Our investing activity is basically that of a trapper, we lay down around 20 traps (options) where we think animals (assets) are likely to walk expecting to catch 2-3 animals a year which will provide a decent positive return even taking into account the fact that the traps are rusting away over time and will need to be replaced. Every now and again a bushfire (2008 GFC) occurs and ALL the animals run into ALL the traps. All our traps get sprung and we have a bumper year.

This kind of investing style turns out serendipitously to be just what most investors need in their portfolio. The GFC highlighted the fact that most uncorrelated “hedge” investments turned out to be the exact opposite. They went down in some cases MORE than the traditional investments! So investors went searching for what we call true diversifiers, investments which are truly uncorrelated with traditional investments when asset prices plunge.
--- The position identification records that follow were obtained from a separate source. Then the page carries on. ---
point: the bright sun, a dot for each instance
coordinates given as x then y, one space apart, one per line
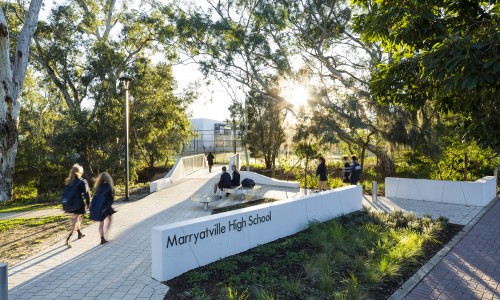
296 94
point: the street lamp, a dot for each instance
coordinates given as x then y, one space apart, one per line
125 81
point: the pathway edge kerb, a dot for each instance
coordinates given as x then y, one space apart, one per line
411 283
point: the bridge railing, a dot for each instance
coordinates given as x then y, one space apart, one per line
182 167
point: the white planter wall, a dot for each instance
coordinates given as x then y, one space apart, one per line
478 193
182 246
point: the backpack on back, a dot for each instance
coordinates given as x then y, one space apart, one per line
71 199
247 182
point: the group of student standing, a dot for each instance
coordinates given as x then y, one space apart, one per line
101 205
352 172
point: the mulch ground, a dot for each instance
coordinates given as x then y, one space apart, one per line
180 285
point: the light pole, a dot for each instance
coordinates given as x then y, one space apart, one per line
125 81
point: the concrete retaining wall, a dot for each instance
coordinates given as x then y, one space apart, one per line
184 166
182 246
478 193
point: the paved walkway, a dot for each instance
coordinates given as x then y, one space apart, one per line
121 269
471 269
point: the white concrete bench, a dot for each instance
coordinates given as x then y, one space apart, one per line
205 199
243 191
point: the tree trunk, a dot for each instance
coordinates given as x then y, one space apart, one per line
466 163
12 78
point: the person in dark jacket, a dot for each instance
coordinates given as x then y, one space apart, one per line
210 160
101 206
321 171
235 181
347 170
75 177
224 182
355 170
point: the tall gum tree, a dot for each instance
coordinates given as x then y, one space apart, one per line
12 74
248 41
83 48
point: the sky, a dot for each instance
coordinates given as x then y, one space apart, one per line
213 102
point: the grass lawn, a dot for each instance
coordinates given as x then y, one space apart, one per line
364 255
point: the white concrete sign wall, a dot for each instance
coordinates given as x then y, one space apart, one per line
182 246
478 193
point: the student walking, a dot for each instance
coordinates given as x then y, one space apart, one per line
355 170
210 160
347 170
321 171
101 206
77 189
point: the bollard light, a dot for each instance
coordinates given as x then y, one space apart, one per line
125 81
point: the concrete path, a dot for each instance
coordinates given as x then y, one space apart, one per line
121 269
471 269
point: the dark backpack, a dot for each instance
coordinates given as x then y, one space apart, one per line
97 206
247 182
71 198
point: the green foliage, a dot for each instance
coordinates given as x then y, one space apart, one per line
233 294
265 132
30 222
160 123
441 53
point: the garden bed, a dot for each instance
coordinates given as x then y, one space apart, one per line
364 255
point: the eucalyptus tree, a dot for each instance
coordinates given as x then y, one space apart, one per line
292 40
13 65
266 128
83 48
160 124
443 53
38 162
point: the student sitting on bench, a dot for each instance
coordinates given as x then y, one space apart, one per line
224 182
235 181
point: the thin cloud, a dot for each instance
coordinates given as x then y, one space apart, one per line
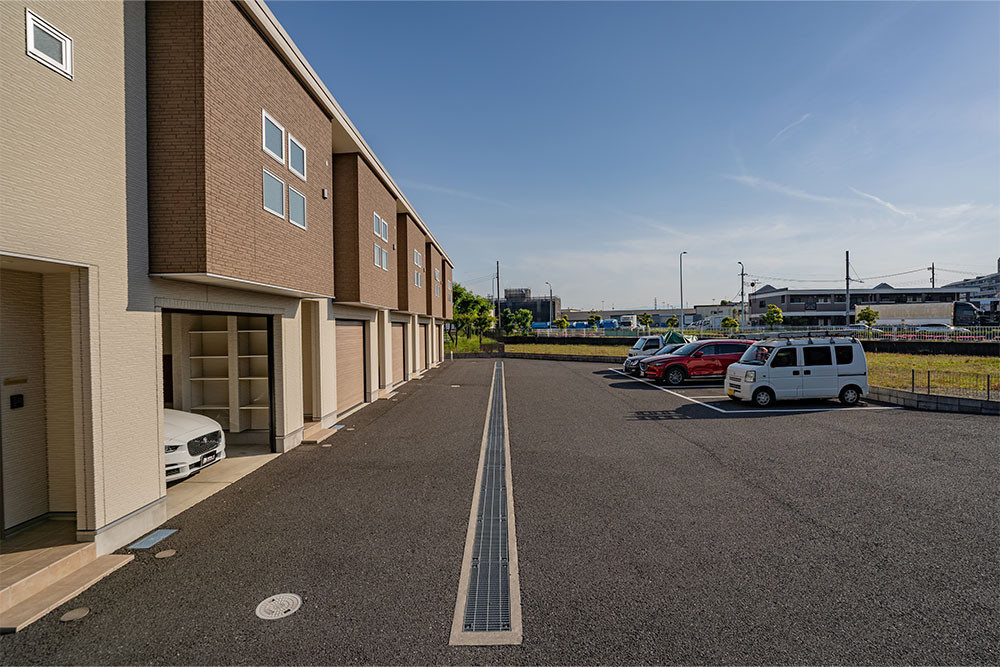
763 184
789 127
454 193
882 202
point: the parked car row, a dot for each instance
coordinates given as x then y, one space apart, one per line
762 372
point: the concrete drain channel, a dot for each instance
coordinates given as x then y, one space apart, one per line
488 609
278 606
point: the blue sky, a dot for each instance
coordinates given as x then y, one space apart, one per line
587 144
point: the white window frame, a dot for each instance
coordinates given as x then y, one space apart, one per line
264 117
31 20
284 202
305 215
293 140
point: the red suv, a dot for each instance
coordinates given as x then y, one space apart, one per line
705 358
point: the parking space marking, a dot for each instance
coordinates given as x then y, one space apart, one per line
740 411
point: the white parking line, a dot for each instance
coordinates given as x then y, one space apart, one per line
694 399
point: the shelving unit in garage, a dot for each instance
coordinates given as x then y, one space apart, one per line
227 371
252 366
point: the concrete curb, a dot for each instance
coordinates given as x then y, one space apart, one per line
548 357
934 402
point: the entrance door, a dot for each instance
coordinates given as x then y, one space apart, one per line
398 350
350 364
422 344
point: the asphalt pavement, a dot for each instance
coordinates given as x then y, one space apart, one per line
651 529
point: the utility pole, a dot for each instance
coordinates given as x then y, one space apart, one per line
681 259
847 282
743 274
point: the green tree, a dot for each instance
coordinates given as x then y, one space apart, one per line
773 316
867 316
522 320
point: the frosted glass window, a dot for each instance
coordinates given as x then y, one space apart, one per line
274 194
296 208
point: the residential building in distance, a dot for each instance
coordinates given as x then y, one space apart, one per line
207 232
826 307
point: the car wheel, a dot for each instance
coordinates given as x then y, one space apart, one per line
850 395
674 376
763 398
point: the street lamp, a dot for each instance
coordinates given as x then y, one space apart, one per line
552 315
681 259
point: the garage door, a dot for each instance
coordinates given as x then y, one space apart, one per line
422 344
398 339
350 364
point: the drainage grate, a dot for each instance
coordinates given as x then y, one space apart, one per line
487 608
278 606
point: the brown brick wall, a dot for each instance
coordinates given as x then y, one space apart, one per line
358 196
242 76
448 303
175 136
411 298
345 227
434 303
210 75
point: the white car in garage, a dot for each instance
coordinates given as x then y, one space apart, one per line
191 442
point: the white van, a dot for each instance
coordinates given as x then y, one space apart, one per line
787 368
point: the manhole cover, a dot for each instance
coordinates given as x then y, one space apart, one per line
74 614
279 606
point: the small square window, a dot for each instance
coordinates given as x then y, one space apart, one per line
296 207
296 157
48 45
273 137
274 194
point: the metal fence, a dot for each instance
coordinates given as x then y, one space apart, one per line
945 383
972 334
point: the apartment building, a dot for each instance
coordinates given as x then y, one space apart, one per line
189 221
822 307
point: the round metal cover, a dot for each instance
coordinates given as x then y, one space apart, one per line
74 614
279 606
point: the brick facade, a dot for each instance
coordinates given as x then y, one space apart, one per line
435 306
217 76
358 195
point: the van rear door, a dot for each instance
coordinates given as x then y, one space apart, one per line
785 374
819 375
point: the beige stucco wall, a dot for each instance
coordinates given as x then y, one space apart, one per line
62 197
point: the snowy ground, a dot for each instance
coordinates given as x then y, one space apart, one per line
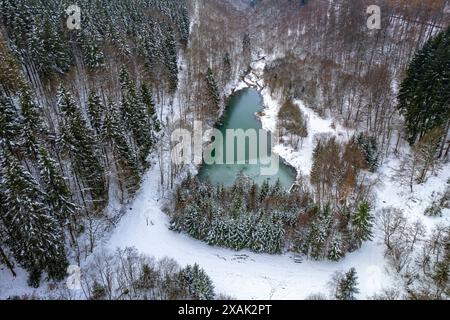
243 275
246 275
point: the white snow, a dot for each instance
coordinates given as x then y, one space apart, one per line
243 275
246 275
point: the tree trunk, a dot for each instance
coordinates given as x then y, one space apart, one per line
7 262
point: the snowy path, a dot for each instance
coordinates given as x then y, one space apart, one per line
243 275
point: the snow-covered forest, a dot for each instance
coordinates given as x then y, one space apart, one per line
92 205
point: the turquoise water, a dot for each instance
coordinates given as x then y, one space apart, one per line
240 114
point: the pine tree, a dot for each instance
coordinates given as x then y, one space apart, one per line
58 194
199 284
227 69
147 99
335 253
265 189
213 90
78 142
95 111
34 235
369 146
170 57
35 131
114 133
362 223
347 286
135 116
93 55
10 125
425 93
247 48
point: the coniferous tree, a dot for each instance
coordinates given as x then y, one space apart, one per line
147 99
95 111
227 69
347 286
247 48
135 116
424 97
58 194
10 125
78 142
114 134
34 235
369 146
362 224
199 284
335 253
213 90
170 57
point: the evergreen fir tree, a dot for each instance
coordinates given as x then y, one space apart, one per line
114 133
265 189
135 116
199 284
79 143
213 90
34 234
58 194
10 124
247 48
425 93
227 69
170 57
347 286
369 146
335 253
147 99
362 223
95 111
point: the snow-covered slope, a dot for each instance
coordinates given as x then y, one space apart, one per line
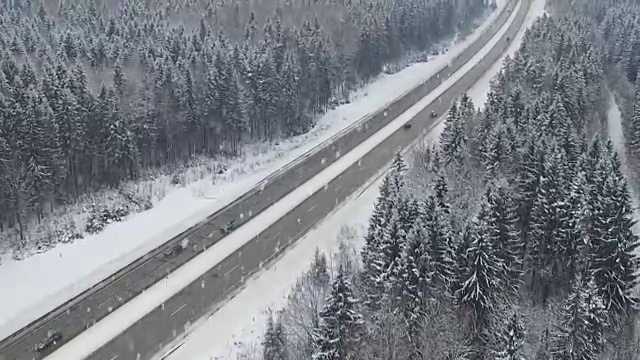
237 325
41 282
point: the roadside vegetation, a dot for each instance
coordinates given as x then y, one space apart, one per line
512 239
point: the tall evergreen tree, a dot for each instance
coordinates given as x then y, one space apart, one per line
341 325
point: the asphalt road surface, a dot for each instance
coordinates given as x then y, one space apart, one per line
145 338
85 310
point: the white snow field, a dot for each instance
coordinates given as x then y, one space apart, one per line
125 316
238 325
40 283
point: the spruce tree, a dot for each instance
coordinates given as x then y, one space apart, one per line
480 278
512 341
453 139
498 223
613 261
341 325
580 332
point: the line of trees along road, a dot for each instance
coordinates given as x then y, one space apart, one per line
91 95
511 240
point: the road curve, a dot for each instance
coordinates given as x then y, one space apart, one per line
147 336
74 316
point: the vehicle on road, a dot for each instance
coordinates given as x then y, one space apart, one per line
228 228
173 251
53 338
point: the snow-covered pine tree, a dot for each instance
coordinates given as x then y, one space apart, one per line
341 325
397 175
579 333
632 132
371 251
613 262
546 230
441 190
479 278
274 345
512 340
497 221
439 246
453 139
414 282
319 270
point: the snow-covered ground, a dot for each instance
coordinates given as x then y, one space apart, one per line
43 281
240 322
125 316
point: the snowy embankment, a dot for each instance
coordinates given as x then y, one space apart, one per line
40 283
137 308
238 325
616 134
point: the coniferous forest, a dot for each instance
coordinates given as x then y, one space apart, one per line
511 239
94 93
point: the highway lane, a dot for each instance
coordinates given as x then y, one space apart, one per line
83 311
146 337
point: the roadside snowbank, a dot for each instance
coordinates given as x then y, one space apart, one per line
40 283
239 324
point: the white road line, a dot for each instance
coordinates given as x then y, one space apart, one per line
230 270
180 308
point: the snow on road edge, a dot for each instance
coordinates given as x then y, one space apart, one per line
240 322
42 282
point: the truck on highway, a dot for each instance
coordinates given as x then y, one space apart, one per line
53 338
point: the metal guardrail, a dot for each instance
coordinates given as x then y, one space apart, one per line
63 308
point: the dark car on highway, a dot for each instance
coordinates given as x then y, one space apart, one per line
53 338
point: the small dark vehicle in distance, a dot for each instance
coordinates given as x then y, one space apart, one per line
229 228
53 338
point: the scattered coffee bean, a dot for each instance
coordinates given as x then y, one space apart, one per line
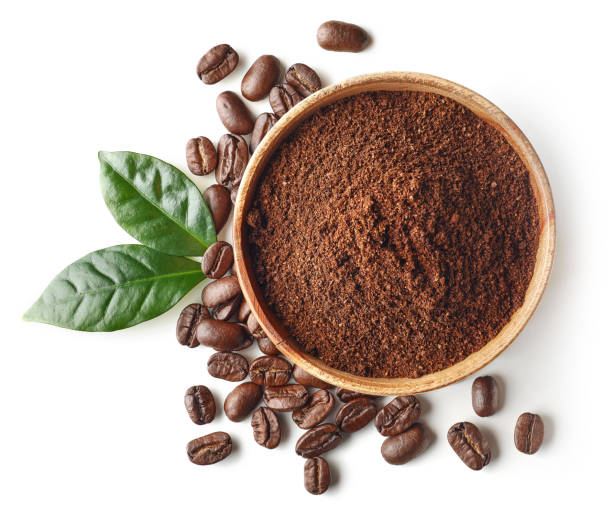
318 440
209 449
233 154
528 433
316 475
285 398
217 63
303 78
319 405
229 366
485 396
339 36
241 401
260 77
200 405
282 98
266 429
401 448
469 443
398 415
188 319
201 156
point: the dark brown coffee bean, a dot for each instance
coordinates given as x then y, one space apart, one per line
401 448
319 405
285 398
266 429
260 77
398 415
200 405
209 449
485 396
263 123
469 443
270 371
303 78
307 379
217 63
282 98
318 440
339 36
528 433
229 366
201 156
355 414
241 401
233 155
316 475
223 336
186 325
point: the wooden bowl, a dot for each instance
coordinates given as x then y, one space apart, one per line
395 81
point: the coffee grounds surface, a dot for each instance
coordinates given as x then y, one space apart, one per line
394 233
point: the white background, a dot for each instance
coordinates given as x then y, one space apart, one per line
95 422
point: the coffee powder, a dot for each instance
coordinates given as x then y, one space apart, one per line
394 233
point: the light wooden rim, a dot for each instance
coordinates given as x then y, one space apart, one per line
394 81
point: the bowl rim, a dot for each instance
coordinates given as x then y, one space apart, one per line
395 81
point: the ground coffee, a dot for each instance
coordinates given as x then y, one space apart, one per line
394 233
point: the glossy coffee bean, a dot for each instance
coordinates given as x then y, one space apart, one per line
186 325
201 156
241 401
470 445
398 415
485 396
200 404
319 405
339 36
266 429
209 449
260 78
528 433
401 448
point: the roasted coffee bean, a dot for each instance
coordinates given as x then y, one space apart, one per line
398 415
229 366
469 443
318 440
260 77
316 475
201 156
220 291
263 123
270 371
186 325
401 448
319 405
307 379
233 155
241 401
217 199
485 396
339 36
217 63
303 78
285 398
282 98
528 433
355 414
218 259
200 405
266 429
209 449
223 336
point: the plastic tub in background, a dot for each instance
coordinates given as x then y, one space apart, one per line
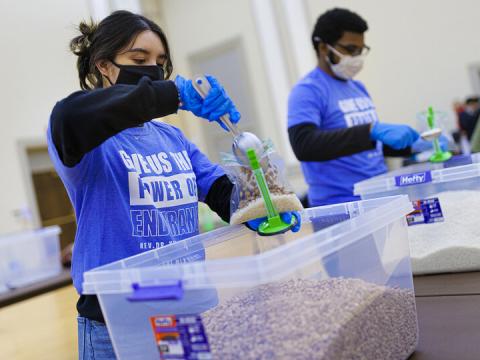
30 256
149 299
443 235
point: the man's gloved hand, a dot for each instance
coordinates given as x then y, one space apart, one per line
422 145
396 136
215 104
286 217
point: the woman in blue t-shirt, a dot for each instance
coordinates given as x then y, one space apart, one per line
134 183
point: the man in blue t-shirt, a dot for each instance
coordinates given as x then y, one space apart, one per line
332 122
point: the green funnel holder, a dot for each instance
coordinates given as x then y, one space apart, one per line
274 223
438 155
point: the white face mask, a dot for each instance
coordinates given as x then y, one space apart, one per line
348 66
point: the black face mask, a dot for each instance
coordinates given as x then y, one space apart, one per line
131 74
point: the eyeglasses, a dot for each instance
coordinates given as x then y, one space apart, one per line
354 50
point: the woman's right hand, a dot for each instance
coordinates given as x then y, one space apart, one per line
216 104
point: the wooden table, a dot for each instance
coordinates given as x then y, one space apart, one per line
40 287
448 308
40 328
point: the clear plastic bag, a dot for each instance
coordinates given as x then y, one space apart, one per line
247 201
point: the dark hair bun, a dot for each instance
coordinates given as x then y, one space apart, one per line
81 44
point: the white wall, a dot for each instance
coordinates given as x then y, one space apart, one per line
37 70
420 52
193 26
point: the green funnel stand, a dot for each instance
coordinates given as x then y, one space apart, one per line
439 155
274 223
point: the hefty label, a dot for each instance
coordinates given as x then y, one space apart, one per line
413 179
427 211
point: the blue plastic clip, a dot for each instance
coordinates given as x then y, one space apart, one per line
165 290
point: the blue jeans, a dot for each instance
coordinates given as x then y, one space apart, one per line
93 340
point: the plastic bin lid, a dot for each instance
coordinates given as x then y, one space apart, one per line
458 168
259 266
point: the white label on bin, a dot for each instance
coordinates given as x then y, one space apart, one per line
180 337
427 211
413 179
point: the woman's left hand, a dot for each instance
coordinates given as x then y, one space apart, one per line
216 104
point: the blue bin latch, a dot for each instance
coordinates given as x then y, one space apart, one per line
164 290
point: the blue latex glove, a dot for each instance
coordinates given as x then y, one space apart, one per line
286 217
422 145
396 136
215 104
We, on the other hand, being driven largely by volatility, tend to snowball profits, not losses in a severe downturn. A super diversifier if you will.

Black Swans are inherently unknowable so it is unlikely we are going to pinpoint them in advance and discuss them earnestly. Volatility can be moribund for long periods and beating the drum about how valuable they are wears thin after a while. In fact, investors are most likely to faint on this strategy just before a period of high volatility and profitability. The different positions in the portfolio are selected because in some way, we believe they represent value relative to the price and their potential realisation requires a trapper’s patience. We lay the traps and wait for volatility.

That in no way belittles the immense role we believe long volatility funds have to play in a traditional portfolio. There are precious few true diversifiers and even fewer which display convexity whilst over time producing a positive return on investment.

This is especially true now that bond rates are nearly at all-time lows. It is entirely conceivable that both bond prices and equity prices will move down together in the next serious downturn thus removing the bulwark portfolio hedge that the low traditional correlation between bonds and equities have provided. Portfolio losses in this scenario will be exacerbated and the need for diversifiers will be greater than before.